Les mesures telles que le « tracking » d’individus sous forme non-anonymisée peuvent être considérées comme proportionnées dans le cadre de circonstances exceptionnelles en fonction des modalités concrètes du traitement. En tout état de cause, ce type de traitement doit faire l’objet d’un examen et de mesures renforcés permettant de s’assurer du respect des règles de protection des données (finalité proportionnée, durée de conservation etc…).

Il précise qu’en tout état de cause, les données collectées et traitées doivent être nécessaires pour atteindre les objectifs poursuivis dans le cadre de finalités spécifiques.

Il rappelle également le principe de minimisation des données selon lequel les données traitées doivent être adéquates, pertinentes et limitées à ce qui est nécessaire au regard des finalités pour lesquelles elles sont traitées (art. 5.1.c du RGPD).

Les personnes dont les données sont traitées doivent être informées dans un langage clair et compréhensible sur les traitements mis en œuvre, et notamment sur leur(s) finalité(s), les durées de conservation.

Dans sa mise à jour, le CEPD ajoute que ces traitements doivent être mis en oeuvre dans le respect de la Charte des Droits Fondamentaux et de la Convention Européenne des Droits de l’Homme. De plus, ces traitements pourront faire l’objet de recours devant la Cour Européenne de Justice et/ou la Cour Européenne des Droits de l’Homme.

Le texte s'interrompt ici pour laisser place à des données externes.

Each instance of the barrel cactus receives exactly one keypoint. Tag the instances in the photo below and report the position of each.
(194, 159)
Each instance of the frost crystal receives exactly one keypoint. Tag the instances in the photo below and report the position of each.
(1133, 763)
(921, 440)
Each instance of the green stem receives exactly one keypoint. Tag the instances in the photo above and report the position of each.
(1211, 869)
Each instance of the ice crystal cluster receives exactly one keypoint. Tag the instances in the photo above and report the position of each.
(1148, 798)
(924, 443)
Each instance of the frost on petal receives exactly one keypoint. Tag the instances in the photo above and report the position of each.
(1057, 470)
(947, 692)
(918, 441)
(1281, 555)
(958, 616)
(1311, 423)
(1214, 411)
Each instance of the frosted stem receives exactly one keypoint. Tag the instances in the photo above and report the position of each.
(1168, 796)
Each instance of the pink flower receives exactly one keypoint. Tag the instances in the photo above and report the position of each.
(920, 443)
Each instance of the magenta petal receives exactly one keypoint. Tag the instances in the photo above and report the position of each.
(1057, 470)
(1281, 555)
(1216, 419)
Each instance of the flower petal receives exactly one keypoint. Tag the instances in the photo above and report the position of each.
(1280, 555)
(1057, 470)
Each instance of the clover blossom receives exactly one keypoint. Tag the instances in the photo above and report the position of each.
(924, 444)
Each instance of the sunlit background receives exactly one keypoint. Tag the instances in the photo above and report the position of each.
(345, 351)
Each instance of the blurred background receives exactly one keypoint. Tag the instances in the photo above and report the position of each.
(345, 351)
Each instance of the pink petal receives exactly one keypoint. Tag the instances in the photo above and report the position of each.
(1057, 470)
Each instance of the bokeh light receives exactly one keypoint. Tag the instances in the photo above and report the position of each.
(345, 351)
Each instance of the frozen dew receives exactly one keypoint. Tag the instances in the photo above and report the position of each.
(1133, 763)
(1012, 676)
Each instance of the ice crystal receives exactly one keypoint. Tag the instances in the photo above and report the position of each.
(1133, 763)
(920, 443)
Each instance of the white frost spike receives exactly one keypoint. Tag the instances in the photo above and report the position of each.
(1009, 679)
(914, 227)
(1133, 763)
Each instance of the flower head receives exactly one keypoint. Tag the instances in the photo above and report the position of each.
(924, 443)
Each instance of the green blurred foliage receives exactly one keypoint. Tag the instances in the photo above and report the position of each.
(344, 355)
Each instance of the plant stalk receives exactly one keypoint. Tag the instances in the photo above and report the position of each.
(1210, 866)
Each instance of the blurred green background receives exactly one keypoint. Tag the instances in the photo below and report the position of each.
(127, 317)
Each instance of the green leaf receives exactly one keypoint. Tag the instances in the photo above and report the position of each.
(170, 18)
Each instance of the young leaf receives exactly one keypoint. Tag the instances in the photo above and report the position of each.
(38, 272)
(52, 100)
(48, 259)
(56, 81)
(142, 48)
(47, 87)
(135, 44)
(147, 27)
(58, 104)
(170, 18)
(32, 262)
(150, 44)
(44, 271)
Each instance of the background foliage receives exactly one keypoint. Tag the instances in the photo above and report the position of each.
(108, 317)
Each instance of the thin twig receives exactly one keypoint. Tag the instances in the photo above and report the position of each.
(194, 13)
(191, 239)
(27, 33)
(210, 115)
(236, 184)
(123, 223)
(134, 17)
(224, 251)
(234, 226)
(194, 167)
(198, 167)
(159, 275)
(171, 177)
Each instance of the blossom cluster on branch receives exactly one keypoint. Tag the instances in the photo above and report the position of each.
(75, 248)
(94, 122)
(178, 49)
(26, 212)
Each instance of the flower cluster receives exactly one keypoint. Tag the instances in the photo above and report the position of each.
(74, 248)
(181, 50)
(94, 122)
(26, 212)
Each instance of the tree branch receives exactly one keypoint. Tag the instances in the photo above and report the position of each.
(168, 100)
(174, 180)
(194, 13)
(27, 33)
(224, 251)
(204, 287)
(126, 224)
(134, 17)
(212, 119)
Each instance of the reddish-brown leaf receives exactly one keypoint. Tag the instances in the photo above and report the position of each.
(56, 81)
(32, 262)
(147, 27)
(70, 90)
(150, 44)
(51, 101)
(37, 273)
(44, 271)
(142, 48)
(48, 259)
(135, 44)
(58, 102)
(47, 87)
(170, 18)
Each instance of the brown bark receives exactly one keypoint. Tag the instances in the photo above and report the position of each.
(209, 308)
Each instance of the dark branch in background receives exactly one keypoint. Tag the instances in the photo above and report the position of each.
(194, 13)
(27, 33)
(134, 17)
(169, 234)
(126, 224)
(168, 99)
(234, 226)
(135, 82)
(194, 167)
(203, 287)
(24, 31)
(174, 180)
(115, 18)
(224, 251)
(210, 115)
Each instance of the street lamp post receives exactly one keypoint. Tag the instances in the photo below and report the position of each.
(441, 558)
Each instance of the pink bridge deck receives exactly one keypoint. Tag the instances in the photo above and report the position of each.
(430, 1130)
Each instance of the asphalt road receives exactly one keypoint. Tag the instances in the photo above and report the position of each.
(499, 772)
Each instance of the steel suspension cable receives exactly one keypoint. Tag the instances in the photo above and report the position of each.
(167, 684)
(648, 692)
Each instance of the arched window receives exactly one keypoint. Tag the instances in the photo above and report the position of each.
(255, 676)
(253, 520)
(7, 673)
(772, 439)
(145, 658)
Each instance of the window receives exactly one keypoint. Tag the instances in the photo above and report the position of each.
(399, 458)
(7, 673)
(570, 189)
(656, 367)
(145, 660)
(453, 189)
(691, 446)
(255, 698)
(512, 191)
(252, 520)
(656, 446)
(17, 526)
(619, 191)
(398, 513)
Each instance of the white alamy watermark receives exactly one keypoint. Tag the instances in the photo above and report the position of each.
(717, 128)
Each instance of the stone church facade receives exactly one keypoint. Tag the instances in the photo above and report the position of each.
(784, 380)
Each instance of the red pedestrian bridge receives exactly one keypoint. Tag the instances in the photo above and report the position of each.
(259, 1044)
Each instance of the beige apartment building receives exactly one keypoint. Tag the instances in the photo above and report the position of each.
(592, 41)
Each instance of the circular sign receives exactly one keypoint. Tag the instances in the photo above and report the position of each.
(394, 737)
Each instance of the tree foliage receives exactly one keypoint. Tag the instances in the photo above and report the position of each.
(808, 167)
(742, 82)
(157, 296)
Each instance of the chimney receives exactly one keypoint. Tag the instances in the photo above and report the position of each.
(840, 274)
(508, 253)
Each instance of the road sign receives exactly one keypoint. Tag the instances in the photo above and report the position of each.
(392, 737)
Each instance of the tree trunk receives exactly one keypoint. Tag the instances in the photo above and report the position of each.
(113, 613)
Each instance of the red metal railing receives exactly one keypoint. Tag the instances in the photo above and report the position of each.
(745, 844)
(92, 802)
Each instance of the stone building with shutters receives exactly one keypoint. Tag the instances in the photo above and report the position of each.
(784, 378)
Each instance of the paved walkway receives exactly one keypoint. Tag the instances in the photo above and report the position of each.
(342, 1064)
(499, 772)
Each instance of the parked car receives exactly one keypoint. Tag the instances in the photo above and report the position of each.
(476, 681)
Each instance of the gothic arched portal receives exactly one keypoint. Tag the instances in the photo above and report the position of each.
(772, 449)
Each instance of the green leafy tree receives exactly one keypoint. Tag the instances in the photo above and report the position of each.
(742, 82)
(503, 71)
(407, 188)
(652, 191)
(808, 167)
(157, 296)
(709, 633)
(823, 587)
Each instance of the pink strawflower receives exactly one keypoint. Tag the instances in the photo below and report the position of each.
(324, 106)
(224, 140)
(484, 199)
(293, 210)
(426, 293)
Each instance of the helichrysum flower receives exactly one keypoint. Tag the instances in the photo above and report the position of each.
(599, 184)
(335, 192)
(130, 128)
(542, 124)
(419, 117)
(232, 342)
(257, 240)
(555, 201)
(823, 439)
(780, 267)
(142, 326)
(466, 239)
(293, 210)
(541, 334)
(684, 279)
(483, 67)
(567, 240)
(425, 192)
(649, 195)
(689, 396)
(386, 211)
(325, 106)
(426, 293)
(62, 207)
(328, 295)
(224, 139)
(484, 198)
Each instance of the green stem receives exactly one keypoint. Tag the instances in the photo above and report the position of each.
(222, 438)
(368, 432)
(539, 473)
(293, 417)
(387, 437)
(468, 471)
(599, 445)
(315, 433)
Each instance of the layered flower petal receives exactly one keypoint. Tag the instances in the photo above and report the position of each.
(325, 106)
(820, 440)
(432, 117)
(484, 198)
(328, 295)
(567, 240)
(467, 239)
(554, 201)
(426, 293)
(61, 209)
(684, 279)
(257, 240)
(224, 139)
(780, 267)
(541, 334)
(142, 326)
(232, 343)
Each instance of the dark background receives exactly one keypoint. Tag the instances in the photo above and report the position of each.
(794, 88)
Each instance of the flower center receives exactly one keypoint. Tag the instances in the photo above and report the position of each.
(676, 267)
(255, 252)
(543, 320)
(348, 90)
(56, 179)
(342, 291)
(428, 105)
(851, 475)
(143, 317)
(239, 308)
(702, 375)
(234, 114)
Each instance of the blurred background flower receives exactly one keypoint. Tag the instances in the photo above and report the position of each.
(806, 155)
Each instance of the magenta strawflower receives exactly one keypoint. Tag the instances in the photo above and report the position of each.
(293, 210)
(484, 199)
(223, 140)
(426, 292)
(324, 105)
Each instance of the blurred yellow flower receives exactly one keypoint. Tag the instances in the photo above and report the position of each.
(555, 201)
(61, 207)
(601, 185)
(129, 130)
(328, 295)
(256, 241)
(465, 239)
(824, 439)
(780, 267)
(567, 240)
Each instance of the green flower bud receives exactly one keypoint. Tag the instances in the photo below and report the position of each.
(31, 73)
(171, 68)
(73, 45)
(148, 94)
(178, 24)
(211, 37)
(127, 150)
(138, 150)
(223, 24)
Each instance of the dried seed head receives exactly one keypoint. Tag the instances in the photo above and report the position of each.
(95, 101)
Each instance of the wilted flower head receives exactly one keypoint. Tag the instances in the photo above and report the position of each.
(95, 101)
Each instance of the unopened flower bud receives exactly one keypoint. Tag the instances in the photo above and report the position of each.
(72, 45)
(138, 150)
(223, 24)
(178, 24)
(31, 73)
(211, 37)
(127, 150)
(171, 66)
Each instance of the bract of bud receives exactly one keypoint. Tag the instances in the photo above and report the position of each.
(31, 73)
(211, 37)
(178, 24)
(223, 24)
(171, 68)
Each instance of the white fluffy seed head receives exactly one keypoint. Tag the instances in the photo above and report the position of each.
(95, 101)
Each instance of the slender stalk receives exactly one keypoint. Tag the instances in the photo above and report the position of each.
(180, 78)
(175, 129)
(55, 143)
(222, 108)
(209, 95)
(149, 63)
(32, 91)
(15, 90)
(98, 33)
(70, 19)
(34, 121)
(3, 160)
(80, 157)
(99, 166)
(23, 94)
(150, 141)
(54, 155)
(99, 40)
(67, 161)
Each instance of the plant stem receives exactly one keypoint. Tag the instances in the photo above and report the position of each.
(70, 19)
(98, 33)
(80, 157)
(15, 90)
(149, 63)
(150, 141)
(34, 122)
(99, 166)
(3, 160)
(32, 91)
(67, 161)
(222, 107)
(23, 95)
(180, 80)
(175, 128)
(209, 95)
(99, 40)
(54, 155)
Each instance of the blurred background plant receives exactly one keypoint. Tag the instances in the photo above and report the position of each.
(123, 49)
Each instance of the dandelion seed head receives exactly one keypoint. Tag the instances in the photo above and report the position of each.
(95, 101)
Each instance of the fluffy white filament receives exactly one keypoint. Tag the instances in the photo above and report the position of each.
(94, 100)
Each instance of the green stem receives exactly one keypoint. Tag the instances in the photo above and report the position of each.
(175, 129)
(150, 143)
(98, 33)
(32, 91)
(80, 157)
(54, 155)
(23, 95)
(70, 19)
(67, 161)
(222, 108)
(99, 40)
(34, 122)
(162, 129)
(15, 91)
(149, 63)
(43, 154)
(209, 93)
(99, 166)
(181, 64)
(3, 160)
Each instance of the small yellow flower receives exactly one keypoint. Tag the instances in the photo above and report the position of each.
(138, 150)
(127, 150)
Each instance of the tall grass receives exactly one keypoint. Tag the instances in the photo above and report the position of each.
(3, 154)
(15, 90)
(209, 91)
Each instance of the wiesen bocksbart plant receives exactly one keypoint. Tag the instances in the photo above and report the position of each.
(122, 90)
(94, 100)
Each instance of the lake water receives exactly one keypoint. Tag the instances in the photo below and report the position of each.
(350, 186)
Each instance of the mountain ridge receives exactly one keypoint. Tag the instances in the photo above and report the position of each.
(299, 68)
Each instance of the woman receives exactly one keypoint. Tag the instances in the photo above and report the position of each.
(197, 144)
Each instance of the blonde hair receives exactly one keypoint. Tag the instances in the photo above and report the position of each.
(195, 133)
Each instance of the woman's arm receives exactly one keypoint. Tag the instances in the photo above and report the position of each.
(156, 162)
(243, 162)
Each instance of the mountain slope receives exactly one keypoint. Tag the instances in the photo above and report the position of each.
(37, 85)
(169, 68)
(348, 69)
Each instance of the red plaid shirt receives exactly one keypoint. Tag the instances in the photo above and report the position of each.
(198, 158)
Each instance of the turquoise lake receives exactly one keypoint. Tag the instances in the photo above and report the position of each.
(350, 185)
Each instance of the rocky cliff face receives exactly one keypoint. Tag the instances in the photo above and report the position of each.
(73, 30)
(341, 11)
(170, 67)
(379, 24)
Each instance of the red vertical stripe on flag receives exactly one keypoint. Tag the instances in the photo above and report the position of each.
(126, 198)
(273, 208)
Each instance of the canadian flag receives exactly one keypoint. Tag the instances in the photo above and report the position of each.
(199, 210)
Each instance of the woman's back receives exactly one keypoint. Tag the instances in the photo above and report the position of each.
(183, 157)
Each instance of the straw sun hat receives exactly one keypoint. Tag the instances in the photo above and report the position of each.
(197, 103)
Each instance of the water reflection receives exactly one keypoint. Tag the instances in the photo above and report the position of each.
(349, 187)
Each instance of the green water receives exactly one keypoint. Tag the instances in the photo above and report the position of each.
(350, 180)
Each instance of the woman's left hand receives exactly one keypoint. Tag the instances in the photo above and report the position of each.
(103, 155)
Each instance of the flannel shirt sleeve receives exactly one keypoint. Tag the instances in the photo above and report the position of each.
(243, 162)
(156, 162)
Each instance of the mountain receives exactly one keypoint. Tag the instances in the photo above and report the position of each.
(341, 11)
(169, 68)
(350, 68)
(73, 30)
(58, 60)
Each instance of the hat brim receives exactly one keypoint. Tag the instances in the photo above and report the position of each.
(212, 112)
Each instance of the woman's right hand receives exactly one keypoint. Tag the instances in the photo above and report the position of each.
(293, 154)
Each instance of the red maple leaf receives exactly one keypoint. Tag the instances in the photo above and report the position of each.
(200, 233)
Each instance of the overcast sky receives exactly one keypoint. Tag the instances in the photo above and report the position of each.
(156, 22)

Le CEPD considère enfin qu’étant donné que ces traitements sont mis en oeuvre dans le cadre de l’urgence liée au Covid-19, leur durée devra se limiter à cette période d’urgence.

Les recommandations publiées par la CNIL

A la suite de l’envoi de SMS par les autorités françaises, la CNIL a publié un communiqué en date du 19 mars dernier dans lequel elle précise que le Code des postes et des communications électroniques français (art. L.33-1 I fbis) prévoit que les opérateurs de télécommunications doivent acheminer à leurs abonnés « (…) des communications des pouvoirs publics destinées au public pour l’avertir de dangers imminents ou atténuer les effets de catastrophes majeures ». La CNIL indique que l’envoi de ces messages s’effectue sans transmission des coordonnées des personnes concernées aux autorités, et est conforme à la loi.

La réaction de certaines associations

Par ailleurs, l’association française La Quadrature du Net a déjà publié un communiqué les traitements mis en œuvre dans plusieurs pays et incite le gouvernement français à « (…) résister à toute fuite-en-avant sécuritaire » et à « (…) s’engager à faire immédiatement la transparence sur toutes les mesures de surveillance de la population mises en œuvre pour lutter contre la propagation du COVID-19 (…) ».

La Quadrature du Net a intenté à plusieurs reprises des recours à l’encontre des autorités lorsqu’elle estimait que des projets ne respectaient pas les libertés fondamentales des citoyens.

Si dans le cadre du Covid-19 les autorités mettaient en œuvre des traitements que des associations, dont celle-ci, considéreraient comme contraires aux droits des personnes, il est vraisemblable qu’elles n’hésiteraient pas à intenter des recours.